Hachioshi: I think that in the West, modernization began with the separation of church and state. On the other hand, Iran does not separate religion and state, so basically religious clerics hold political power in Iran, and this seems strange to the West. But here there is a big misunderstanding.

For example, in Christian Catholicism there is a huge divide between laypeople and the clergy. The clergy have a special position in relation to God. But in Islam there is no such distinction, and even Mohammad is simply a distinguished Prophet.

This also applies to Ayatollah Khomeini. He spent decades studying under a master before finally earning his title. This title allows him to make unique decisions based on the teachings of Islam in order to solve new problems that arise in the new age. The more the people support his decisions, the more respect he wins. There is no distinction between sacred and secular.


The Supreme Leader Is a Regulator

–Why is there a Supreme Leader above the President?

Hachioshi: This comes from Ayatollah Khomeini’s idea of creating a country based on Islamic thought. That’s why he placed the highest scholar of the Islamic Law in a supreme leadership position so he can make the final decisions.

The Supreme Leader is a regulator. Iran has adopted the separation of powers, so the Supreme Leader has the role of regulating any problems that occur between the three branches (legislature, executive and judiciary). And while I said he makes the final decisions, the system is such that he puts his name on decisions that are already made when they publicize those new decisions.

Looking back over the last 40 years, there has been no change in national policies, but every year there have been reconsiderations as to how strictly they should adhere to Islamic values. I think the changes will continue.


Diplomatically Active On a Private Level

–What are your thoughts on the relationship between Iran and Israel?

Hachioshi: Globally their relationship is turning radical. Iran is within the range of Israel’s nuclear missiles, so unless this threat is removed Iran will continue to think of arming itself with nuclear weapons.
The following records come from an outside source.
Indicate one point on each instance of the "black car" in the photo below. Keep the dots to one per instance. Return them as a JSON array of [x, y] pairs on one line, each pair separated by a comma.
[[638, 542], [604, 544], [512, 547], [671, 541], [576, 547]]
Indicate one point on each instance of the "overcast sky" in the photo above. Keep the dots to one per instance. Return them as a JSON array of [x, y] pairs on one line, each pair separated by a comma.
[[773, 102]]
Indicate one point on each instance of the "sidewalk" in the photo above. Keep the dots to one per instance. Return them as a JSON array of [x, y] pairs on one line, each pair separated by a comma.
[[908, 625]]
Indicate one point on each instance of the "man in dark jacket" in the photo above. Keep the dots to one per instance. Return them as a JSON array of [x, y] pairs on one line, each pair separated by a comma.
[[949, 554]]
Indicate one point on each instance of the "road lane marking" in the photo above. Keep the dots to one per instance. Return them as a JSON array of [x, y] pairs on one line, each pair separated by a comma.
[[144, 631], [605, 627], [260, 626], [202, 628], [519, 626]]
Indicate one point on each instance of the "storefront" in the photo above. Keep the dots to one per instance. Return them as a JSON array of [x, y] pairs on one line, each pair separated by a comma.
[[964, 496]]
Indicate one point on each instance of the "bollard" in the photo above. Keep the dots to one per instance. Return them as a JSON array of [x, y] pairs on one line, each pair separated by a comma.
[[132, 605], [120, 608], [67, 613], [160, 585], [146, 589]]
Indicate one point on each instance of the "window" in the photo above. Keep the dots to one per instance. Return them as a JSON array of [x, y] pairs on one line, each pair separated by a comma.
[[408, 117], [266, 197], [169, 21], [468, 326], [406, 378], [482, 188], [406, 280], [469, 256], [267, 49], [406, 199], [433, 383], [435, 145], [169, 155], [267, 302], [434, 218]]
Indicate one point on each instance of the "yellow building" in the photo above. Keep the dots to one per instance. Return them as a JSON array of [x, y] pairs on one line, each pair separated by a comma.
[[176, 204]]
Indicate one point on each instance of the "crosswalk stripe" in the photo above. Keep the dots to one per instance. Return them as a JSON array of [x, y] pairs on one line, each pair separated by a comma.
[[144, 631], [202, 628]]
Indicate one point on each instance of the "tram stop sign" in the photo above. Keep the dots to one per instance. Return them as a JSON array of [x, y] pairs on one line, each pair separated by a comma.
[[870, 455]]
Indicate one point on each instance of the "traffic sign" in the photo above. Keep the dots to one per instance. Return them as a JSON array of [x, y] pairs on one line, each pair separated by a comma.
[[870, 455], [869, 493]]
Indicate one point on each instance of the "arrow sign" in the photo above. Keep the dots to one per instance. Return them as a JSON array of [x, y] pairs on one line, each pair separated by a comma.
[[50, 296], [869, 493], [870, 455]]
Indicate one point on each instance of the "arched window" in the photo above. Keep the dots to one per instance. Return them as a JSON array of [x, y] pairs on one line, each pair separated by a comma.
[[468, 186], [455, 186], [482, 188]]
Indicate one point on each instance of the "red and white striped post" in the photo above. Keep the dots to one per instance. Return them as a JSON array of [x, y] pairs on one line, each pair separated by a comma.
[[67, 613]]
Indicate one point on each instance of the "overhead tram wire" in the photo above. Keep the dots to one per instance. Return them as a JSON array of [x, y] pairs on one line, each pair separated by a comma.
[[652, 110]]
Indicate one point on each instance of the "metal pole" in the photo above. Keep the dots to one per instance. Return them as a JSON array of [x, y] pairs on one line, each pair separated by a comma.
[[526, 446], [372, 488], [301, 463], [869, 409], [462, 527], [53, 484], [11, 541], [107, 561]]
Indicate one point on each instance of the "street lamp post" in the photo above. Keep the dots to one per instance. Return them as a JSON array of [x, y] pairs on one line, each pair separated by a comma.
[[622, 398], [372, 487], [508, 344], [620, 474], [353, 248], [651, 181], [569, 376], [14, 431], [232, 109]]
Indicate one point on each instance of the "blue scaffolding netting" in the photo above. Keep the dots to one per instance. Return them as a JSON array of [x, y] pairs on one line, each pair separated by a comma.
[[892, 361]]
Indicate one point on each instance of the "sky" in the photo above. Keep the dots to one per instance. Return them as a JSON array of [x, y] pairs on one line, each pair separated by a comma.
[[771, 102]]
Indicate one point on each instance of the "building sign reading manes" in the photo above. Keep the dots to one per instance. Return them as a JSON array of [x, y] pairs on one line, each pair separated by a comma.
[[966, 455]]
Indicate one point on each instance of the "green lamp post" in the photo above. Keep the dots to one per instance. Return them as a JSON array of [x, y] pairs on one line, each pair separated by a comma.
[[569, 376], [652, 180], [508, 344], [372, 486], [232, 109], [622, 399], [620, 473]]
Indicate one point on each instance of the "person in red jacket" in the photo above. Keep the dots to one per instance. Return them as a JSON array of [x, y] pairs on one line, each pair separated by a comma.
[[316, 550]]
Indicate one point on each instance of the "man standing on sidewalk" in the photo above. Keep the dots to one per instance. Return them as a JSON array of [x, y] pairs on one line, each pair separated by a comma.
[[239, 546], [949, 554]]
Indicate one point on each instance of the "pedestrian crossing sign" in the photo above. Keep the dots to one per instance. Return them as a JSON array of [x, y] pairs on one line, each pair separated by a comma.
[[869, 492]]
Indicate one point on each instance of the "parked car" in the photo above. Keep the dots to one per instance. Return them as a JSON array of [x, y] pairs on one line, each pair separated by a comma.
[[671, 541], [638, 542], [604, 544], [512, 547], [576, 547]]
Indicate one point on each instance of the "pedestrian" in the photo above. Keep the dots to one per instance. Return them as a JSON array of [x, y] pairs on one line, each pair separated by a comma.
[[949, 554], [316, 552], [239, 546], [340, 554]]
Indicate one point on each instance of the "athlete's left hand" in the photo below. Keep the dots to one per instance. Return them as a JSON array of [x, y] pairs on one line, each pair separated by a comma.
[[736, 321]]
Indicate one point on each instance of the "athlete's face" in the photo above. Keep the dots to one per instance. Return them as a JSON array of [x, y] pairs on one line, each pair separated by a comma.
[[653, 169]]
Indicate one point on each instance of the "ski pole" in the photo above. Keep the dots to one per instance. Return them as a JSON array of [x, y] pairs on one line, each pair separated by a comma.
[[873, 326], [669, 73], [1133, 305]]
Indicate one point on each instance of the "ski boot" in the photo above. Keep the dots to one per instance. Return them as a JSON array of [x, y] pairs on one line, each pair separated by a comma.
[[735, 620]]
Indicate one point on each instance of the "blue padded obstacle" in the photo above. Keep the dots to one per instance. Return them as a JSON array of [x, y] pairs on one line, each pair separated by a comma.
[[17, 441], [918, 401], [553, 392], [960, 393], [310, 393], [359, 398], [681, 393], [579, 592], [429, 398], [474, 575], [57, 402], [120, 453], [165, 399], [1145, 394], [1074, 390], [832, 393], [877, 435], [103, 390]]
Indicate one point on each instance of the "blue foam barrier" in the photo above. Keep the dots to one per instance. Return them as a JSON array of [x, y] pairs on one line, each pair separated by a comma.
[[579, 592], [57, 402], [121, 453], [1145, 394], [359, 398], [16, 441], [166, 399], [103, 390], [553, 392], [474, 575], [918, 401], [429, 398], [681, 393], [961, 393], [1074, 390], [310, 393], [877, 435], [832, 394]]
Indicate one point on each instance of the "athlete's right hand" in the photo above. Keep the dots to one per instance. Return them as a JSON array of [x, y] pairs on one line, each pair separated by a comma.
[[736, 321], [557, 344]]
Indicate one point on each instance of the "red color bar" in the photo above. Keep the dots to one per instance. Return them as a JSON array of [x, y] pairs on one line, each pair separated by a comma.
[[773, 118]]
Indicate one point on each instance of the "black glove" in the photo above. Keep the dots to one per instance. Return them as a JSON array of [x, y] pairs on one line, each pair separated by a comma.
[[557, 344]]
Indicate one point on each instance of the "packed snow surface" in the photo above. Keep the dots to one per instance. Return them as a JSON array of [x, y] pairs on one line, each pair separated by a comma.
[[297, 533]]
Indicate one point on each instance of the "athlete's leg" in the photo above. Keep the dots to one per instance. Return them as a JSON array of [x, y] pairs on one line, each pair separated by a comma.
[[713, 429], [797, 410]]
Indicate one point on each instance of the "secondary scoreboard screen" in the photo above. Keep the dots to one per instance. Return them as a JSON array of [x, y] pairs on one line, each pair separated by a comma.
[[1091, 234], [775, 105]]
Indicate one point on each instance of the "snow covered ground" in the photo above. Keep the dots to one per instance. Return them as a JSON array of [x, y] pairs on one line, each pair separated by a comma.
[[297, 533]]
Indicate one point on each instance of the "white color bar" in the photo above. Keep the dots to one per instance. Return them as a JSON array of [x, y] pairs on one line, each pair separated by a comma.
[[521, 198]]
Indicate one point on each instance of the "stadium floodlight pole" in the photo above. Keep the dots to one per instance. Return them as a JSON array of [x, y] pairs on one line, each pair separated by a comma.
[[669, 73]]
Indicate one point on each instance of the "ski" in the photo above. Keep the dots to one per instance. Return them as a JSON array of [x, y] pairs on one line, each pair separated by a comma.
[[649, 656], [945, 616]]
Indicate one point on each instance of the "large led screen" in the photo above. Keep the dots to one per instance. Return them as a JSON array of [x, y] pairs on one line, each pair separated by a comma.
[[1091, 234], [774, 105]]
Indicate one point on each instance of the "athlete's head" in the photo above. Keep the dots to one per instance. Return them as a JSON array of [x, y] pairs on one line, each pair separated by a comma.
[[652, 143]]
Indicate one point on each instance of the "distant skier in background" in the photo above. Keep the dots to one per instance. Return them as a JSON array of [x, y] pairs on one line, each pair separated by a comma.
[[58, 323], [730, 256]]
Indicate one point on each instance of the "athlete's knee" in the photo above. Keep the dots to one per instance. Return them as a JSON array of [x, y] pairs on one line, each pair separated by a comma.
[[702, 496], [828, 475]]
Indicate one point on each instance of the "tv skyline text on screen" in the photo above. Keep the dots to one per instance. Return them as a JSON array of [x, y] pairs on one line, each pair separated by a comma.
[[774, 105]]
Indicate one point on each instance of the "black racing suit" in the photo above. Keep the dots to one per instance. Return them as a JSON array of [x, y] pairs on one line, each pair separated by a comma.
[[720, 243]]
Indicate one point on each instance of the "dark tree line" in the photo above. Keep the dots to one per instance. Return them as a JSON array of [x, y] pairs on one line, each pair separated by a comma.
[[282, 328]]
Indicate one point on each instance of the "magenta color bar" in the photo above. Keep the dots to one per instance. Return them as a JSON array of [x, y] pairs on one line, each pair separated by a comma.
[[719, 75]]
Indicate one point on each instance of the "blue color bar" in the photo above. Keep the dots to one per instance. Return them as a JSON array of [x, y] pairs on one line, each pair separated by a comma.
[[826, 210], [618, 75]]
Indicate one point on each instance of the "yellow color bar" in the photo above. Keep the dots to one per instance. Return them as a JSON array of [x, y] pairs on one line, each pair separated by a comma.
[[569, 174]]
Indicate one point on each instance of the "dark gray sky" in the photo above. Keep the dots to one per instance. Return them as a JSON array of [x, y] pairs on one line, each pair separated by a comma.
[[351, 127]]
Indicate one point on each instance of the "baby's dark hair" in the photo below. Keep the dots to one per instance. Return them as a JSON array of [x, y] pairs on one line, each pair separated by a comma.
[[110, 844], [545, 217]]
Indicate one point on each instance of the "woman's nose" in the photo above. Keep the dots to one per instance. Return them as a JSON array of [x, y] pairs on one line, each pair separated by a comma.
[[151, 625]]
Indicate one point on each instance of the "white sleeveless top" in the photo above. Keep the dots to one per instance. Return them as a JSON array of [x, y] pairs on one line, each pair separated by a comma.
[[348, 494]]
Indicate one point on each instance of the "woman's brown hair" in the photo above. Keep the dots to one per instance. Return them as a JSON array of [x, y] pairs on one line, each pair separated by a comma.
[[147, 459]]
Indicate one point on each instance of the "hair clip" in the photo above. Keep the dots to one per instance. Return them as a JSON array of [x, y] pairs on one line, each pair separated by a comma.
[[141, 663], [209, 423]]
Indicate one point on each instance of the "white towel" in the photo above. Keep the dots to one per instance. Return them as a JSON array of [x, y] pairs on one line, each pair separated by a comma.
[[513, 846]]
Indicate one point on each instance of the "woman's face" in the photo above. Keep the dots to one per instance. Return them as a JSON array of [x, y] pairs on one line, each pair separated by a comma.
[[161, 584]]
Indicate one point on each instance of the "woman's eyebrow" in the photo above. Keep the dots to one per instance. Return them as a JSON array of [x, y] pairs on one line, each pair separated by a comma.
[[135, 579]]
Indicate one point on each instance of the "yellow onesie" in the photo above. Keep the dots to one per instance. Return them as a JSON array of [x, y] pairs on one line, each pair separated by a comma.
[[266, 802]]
But on a private individual level, there are lots of exchanges going on. Moshe Katsav, the former Israeli president, was a Jew born in Iran, and came from the same province as President Khatami. There are a notably high number of travellers between these countries too.

–How can Japan come into this picture in the Middle East?

Hachioshi: Japan stands in a curious position. They haven’t been involved in any wars in the Middle East and have maintained friendly ties with Iran since they opened in 1930. It is unfortunate that Japan’s global influence has been dropping this last decade, but there is still room for making a constructive contribution: for instance what about establishing economic ties?